Suppose that $M$ satisfies that $M^t=-M$, then we can observe for two vectors $x,y\in\mathbb{R}^{2n}$ that

$y^tAx=(Ax)^{t}y=x^{t}A^ty=-x^tAy$

My interpretation is that if the angle between $x$ and $Ay$ is $\alpha$ then $\pi+\alpha$ is the angle between $Ax$ and $y$, since ${\displaystyle \cos \;x=-\cos(x+\pi )}$ (here we suppose that the length of the vectors are not relevant). If now $y=x$ and then we can see that $Ax$ is orthogonal to $x$.

Is it true that $A^2$ will be a rotation of 180 degrees, right? Because of vector length we will have something like $A^2=-CI$, where $C$ is just a constant. Is that true?

Answer 1

Here's a solution for the $n=2$ case (too long for the comments, sorry):

Using the determinant condition I gave in the comments, and letting $$A = \begin{pmatrix} a_{11} & a_{12} \\ a_{21} & a_{22} \end{pmatrix}$$ we have $$\det(tI-A) = t^2-a_{22}t-a_{11}t+a_{11}a_{22}-a_{12}a_{21} = t^2+1$$ Equating coefficients gives $-a_{11}=a_{22}$ and $a_{11}a_{22}-a_{12}a_{21}=1$. Rearranging a bit gives the matrix $$ A = \begin{pmatrix} a_{11} & \frac{-a_{11}^2-1}{a_{21}} \\ a_{21} & -a_{11} \end{pmatrix} $$ for $a_{21} \in \mathbb{R}, a_{21} \neq 0$ and $a_{11} \in \mathbb{R}$. So in the case of the example you gave, $a_{11}=0$ and $a_{21}=1$.

Answer 2

You might be interested in complex structures on real vector spaces.

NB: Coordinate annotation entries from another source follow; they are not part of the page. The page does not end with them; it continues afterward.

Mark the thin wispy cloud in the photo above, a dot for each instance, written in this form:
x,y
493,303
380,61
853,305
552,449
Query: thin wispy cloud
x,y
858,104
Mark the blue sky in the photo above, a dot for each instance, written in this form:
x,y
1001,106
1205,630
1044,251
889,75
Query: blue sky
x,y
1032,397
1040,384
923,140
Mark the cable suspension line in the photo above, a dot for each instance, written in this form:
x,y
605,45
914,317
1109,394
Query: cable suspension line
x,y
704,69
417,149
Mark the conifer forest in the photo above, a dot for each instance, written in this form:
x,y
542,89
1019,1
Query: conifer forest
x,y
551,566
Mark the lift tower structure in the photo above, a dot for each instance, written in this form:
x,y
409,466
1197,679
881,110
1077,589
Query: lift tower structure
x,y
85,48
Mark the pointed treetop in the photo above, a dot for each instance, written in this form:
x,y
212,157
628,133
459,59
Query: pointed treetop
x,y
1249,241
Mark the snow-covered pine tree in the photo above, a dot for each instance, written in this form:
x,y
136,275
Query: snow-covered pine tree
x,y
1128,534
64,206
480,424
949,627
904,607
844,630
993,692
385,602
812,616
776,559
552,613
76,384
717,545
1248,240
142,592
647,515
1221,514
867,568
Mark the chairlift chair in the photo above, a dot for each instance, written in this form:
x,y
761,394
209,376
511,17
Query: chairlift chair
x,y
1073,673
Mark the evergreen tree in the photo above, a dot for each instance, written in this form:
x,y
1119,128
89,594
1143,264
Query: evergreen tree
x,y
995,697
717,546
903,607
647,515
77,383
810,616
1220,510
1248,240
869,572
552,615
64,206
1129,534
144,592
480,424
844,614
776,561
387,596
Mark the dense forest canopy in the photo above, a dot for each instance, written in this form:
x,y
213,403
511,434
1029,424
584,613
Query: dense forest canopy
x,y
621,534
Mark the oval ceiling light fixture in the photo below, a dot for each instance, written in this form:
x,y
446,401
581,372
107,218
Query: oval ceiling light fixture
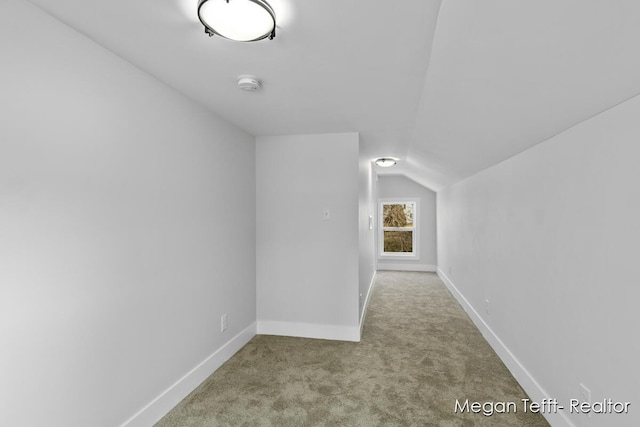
x,y
385,162
240,20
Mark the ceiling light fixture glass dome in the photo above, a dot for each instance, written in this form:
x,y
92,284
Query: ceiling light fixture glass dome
x,y
240,20
385,162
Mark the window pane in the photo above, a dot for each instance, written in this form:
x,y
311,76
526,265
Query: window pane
x,y
398,241
397,215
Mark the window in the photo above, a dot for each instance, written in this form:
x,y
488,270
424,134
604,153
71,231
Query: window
x,y
398,228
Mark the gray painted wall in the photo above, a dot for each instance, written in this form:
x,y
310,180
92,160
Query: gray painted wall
x,y
307,268
550,239
399,186
127,219
367,235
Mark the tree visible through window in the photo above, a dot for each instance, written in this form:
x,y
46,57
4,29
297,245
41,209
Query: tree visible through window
x,y
398,228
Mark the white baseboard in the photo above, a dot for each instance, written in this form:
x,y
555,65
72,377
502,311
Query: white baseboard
x,y
363,315
161,405
309,330
520,373
396,266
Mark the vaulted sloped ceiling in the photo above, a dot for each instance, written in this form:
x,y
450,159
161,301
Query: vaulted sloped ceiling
x,y
450,87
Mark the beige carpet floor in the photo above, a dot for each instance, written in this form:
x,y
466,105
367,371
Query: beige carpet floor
x,y
419,353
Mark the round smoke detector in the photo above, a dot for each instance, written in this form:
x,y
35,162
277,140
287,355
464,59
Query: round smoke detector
x,y
249,83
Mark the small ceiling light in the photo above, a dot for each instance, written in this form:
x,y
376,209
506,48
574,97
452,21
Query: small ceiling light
x,y
240,20
385,162
249,83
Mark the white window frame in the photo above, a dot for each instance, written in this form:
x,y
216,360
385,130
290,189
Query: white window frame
x,y
381,229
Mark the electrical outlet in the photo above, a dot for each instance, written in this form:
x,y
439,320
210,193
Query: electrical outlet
x,y
585,396
224,323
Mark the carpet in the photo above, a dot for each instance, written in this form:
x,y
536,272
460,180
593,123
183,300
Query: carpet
x,y
419,353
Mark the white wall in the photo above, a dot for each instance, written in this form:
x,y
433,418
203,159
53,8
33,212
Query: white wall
x,y
399,186
367,202
123,236
307,268
550,237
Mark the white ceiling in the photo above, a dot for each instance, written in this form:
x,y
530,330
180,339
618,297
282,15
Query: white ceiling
x,y
449,88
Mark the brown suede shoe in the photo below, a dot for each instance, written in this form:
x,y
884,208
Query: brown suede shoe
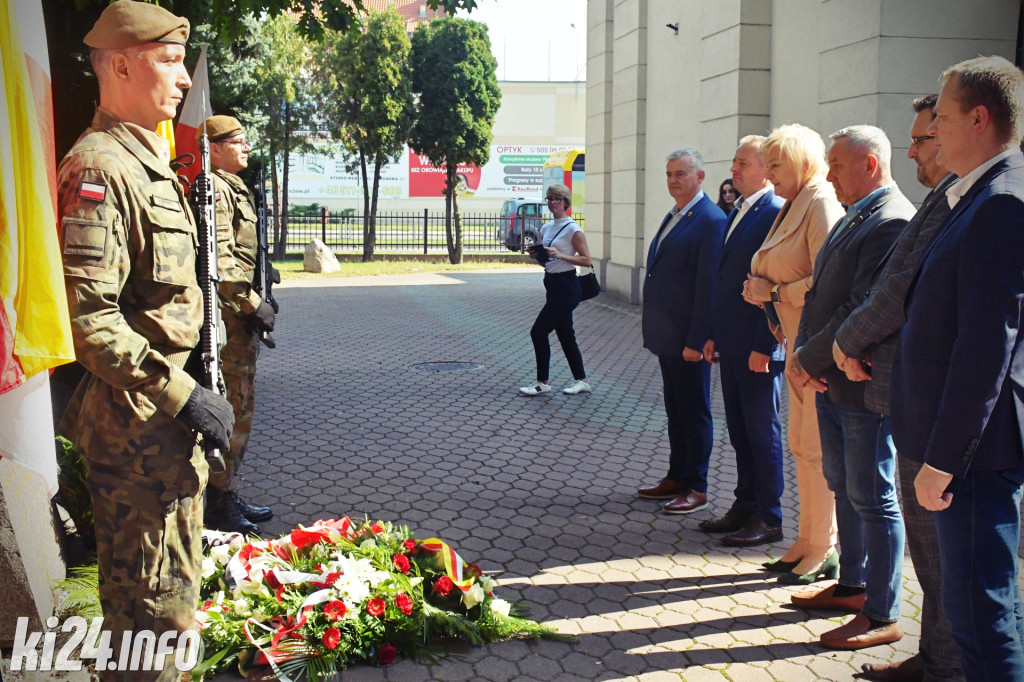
x,y
908,670
826,600
687,503
858,634
666,489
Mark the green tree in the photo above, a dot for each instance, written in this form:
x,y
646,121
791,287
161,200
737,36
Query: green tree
x,y
454,76
367,77
284,97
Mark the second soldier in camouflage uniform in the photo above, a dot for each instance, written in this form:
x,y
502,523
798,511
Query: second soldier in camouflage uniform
x,y
244,312
129,246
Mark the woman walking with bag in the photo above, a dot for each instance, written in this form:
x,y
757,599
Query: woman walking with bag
x,y
562,248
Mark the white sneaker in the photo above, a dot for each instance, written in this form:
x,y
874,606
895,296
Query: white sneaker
x,y
538,388
579,387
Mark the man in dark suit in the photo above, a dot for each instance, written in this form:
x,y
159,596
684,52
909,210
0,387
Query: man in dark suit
x,y
858,458
957,381
677,299
742,346
870,334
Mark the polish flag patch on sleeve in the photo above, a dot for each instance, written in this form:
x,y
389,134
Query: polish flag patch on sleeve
x,y
93,190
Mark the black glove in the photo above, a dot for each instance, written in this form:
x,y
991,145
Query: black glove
x,y
210,414
261,320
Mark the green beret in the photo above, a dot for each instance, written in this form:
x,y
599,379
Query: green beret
x,y
220,127
128,23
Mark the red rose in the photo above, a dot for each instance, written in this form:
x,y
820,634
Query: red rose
x,y
270,578
442,586
376,606
404,603
335,610
331,638
387,654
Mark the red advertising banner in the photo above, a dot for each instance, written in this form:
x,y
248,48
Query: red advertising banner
x,y
427,180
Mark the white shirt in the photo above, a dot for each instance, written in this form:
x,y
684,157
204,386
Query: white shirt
x,y
563,243
744,204
961,187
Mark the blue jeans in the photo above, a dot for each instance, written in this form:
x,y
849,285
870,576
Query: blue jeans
x,y
978,538
859,463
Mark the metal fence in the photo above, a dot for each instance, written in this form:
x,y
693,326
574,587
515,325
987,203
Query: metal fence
x,y
400,232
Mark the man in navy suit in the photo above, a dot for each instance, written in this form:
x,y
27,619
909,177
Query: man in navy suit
x,y
677,299
957,381
857,452
742,346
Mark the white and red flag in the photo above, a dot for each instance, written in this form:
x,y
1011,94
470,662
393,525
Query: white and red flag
x,y
196,110
35,329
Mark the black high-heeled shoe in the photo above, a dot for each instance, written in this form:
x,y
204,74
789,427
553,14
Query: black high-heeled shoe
x,y
779,566
828,570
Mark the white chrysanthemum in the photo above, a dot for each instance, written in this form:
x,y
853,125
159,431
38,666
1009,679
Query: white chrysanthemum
x,y
221,554
242,607
501,606
473,596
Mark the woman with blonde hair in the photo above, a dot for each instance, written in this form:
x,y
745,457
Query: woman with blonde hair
x,y
780,275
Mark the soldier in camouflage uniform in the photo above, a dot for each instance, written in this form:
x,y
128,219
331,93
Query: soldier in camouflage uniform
x,y
244,312
129,245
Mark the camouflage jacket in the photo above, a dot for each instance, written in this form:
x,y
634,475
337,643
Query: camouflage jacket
x,y
237,225
129,247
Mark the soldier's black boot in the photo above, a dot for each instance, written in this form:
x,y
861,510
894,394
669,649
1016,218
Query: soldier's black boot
x,y
222,513
254,513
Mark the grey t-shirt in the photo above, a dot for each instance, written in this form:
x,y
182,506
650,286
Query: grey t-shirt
x,y
563,242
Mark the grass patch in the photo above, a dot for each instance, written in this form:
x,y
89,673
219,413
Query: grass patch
x,y
292,269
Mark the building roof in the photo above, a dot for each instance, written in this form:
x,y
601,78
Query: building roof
x,y
414,11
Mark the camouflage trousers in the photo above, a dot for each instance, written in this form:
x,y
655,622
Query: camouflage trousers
x,y
239,365
146,477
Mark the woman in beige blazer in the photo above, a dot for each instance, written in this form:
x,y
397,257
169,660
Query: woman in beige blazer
x,y
780,274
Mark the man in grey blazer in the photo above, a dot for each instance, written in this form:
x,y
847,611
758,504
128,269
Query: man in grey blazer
x,y
869,335
857,453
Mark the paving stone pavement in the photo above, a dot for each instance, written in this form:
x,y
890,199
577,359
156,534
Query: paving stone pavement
x,y
539,492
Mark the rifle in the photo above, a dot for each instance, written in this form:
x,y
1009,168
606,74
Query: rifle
x,y
262,281
212,333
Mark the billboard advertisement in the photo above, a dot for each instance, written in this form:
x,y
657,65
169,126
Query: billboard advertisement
x,y
512,170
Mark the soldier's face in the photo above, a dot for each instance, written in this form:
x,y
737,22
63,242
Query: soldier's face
x,y
230,155
159,80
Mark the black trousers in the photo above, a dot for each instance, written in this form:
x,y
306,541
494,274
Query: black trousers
x,y
562,298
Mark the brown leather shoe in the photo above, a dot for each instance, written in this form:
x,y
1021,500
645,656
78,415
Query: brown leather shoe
x,y
825,599
666,489
755,531
732,521
858,634
687,503
908,670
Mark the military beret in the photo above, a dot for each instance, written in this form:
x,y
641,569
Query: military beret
x,y
128,23
220,127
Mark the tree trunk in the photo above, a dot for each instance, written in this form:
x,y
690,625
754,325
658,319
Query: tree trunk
x,y
279,245
378,164
458,225
449,238
284,184
369,238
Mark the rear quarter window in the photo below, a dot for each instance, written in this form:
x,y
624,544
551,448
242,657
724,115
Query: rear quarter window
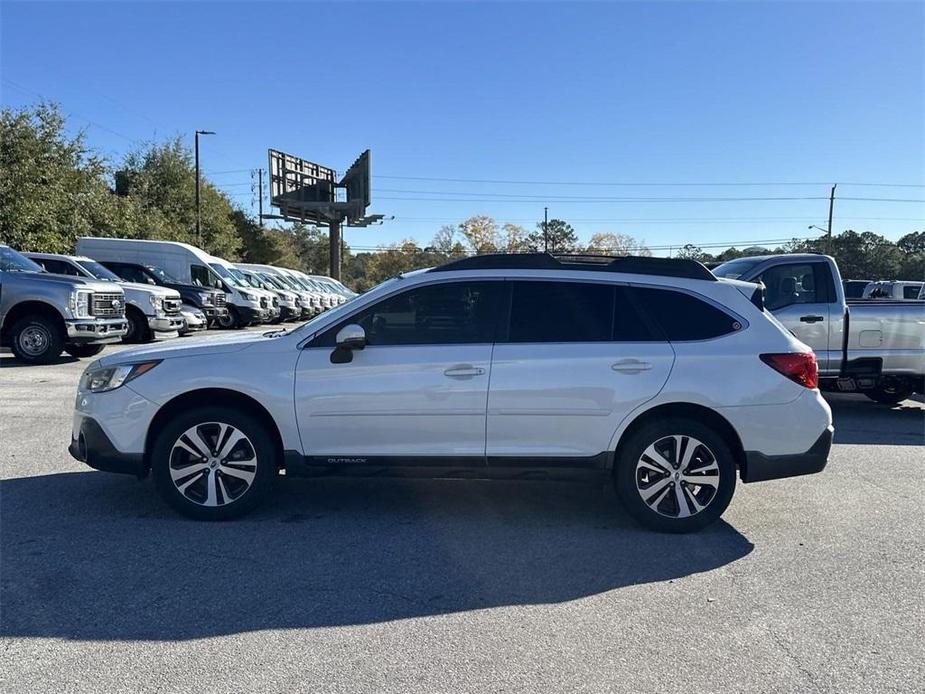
x,y
684,317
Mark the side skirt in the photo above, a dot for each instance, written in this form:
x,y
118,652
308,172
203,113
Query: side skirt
x,y
591,469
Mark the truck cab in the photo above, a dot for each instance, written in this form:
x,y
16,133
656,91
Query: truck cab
x,y
873,347
42,314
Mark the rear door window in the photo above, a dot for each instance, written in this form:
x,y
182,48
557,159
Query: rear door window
x,y
436,314
561,312
682,316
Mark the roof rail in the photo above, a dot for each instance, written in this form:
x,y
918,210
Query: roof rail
x,y
638,265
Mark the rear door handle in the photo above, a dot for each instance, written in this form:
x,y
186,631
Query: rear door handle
x,y
631,366
463,371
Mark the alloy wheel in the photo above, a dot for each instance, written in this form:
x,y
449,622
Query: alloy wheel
x,y
34,340
677,476
213,464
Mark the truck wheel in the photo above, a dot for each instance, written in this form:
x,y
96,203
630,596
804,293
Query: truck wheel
x,y
214,463
138,330
83,351
675,475
890,391
36,340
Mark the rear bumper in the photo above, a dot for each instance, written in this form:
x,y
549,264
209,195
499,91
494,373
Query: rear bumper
x,y
96,330
760,467
90,445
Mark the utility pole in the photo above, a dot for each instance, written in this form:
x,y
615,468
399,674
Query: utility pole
x,y
198,213
545,225
334,244
260,196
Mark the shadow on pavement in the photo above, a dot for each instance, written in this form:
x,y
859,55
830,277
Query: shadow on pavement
x,y
859,420
95,556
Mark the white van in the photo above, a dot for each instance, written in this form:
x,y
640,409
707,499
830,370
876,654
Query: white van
x,y
188,264
232,276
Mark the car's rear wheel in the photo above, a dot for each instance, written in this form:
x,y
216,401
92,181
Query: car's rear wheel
x,y
675,475
214,463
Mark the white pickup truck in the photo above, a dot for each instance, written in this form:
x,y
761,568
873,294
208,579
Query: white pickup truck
x,y
873,347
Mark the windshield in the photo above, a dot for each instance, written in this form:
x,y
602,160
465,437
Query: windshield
x,y
162,274
222,272
272,281
734,269
98,271
13,261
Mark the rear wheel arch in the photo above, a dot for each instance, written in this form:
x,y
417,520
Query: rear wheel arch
x,y
686,410
211,397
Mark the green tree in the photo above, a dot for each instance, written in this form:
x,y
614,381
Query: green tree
x,y
481,233
693,252
161,181
616,244
560,234
53,188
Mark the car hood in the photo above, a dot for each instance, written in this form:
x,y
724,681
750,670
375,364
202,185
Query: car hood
x,y
188,347
163,292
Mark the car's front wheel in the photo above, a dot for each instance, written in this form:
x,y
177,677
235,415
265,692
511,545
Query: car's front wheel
x,y
214,463
675,475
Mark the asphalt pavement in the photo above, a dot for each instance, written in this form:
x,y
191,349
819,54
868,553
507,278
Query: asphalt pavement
x,y
812,584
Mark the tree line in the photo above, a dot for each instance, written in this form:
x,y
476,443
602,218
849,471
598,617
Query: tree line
x,y
54,188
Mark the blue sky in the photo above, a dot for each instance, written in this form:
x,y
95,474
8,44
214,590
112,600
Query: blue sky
x,y
562,100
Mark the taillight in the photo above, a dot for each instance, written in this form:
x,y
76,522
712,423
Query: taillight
x,y
799,367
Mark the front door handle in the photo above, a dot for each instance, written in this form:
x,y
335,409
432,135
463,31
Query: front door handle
x,y
631,366
463,371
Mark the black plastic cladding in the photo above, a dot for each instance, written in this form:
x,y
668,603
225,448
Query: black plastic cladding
x,y
666,267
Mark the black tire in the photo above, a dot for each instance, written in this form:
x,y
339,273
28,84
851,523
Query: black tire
x,y
891,392
83,351
231,321
165,458
36,340
631,483
138,330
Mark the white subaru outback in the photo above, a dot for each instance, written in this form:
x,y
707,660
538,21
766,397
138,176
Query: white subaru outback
x,y
646,370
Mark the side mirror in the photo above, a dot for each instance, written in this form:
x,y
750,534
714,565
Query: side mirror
x,y
349,338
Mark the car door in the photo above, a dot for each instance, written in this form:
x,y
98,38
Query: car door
x,y
575,360
417,393
798,296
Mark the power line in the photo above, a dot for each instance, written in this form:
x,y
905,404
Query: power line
x,y
12,84
644,184
560,200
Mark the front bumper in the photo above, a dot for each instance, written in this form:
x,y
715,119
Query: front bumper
x,y
213,312
100,330
760,467
253,315
90,445
166,324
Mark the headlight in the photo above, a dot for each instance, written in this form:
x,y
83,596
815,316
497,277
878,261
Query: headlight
x,y
100,380
79,303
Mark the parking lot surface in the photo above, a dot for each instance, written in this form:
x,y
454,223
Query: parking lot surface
x,y
811,584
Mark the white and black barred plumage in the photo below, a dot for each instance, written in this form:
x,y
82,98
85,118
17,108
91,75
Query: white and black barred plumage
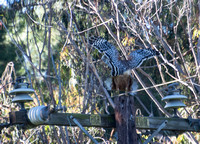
x,y
111,56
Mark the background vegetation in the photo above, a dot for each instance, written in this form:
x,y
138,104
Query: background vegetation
x,y
47,41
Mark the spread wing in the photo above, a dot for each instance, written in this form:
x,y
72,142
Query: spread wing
x,y
110,52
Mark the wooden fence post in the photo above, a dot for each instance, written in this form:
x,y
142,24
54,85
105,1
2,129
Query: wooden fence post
x,y
125,120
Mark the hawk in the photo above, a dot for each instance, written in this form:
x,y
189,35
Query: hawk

The basic idea is this: suppose I have a complex vector space $V$ of dimension $n$. If I forget how to multiply by $i$, and only use scalars that are real, then $V$ is also a real vector space of dimension $2n$ (let's call this $V_{\mathbb{R}}$, to make it clear I've forgotten anything complex). An interesting question is: what exactly did I forget when I forgot how to multiply by $i$? Can I remember it for later, and get back my original complex vector space?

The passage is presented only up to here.